For that matter, would they follow him? Would he live the rest of his life on the run? He felt every ache of his abused body and the panic and fear of how Janecek had taunted him. Could he live the rest of his life, always looking over his shoulder?
He stood in indecision for a moment longer, then put his back to the hill and started walking. It might be stupid. It might be ignorant and it certainly would be dangerous. He had one thing that he could deny to Janecek and in turn to Halving and the others: Shaden would not be their puppet.
***
Chapter 9
It amazes me that the most ardent deniers of some sort of cosmic authority also deny us the position of free will. They ardently reject fate or divine authority and at the same time speak of “instinct
” and “environment” as the source of all our actions. I'm proof that there is such a thing as free will, that my individual choices were my own despite my environment and conditions... which in turn, gives me faith in a higher power. What else, after all, can empower us to act above animal instinct?
--Memoirs of Shaden Mira
Again and again, I find that ESPSec's search for the environmental catalysts that trigger latent psychic abilities to be a source of both amusement and annoyance. They have secretly spent countless hours running tests on otherwise normal citizens, exposing them to radiation, chemicals, sonic frequencies, light displays, and even various diseases in efforts to study sources for the environmental triggers that turn a normal into a psychic. Along the way they have killed tens of thousandss in their single-minded approach with not a single quantifiable result. I seem to be the only one who has put it together…

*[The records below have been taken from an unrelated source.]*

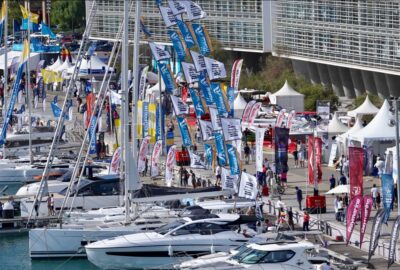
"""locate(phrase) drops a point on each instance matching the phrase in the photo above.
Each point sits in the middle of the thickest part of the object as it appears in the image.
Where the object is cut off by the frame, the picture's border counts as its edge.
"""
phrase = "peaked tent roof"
(287, 90)
(366, 108)
(336, 127)
(378, 129)
(239, 103)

--Dr. Jonathan Halving, Project Archon Notes.
Shaden had only limped a few meters when he heard a growl behind him. He froze, suddenly certain some wild beast had come upon him. The growl steadied out and he turned to see a large black pick-up truck down the road pull out and head towards him at a slow pace.
A sense of calm came over him. It seemed he wouldn’t get the chance to run after all. He squared his shoulders. At least I can face death on my feet, he thought.

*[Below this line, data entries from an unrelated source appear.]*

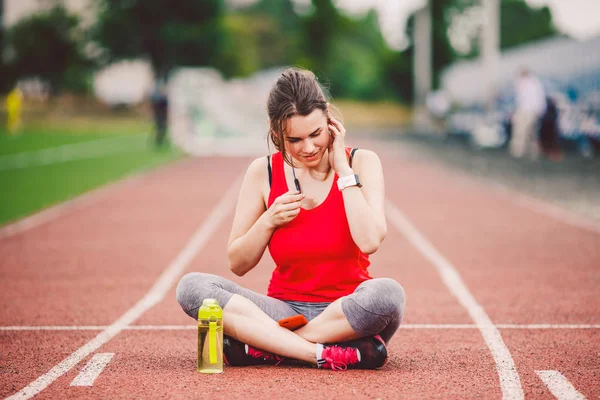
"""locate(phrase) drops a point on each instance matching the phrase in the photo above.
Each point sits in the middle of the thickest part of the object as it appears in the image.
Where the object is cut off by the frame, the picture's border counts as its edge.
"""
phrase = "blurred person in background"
(14, 104)
(549, 140)
(530, 107)
(160, 111)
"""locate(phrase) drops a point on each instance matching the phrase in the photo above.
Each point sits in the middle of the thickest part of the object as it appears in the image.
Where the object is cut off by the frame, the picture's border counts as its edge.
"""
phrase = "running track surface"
(481, 272)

The truck pulled to a stop next to him. The growling diesel engine seemed abnormally loud on the otherwise empty street.
The driver window lowered and Angel stared out at him from behind the wheel. “Passenger door’s open. Get in.” Her voice held an odd edge, one part relief and another part fear.
Shaden stared at her for a moment, confused again. Was this some kind of test?
“Look we haven’t got long before they notice Janecek hasn’t returned. If they notice me gone as well… it won’t be good. Get in the truck.” Her lips pressed together in a nervous line.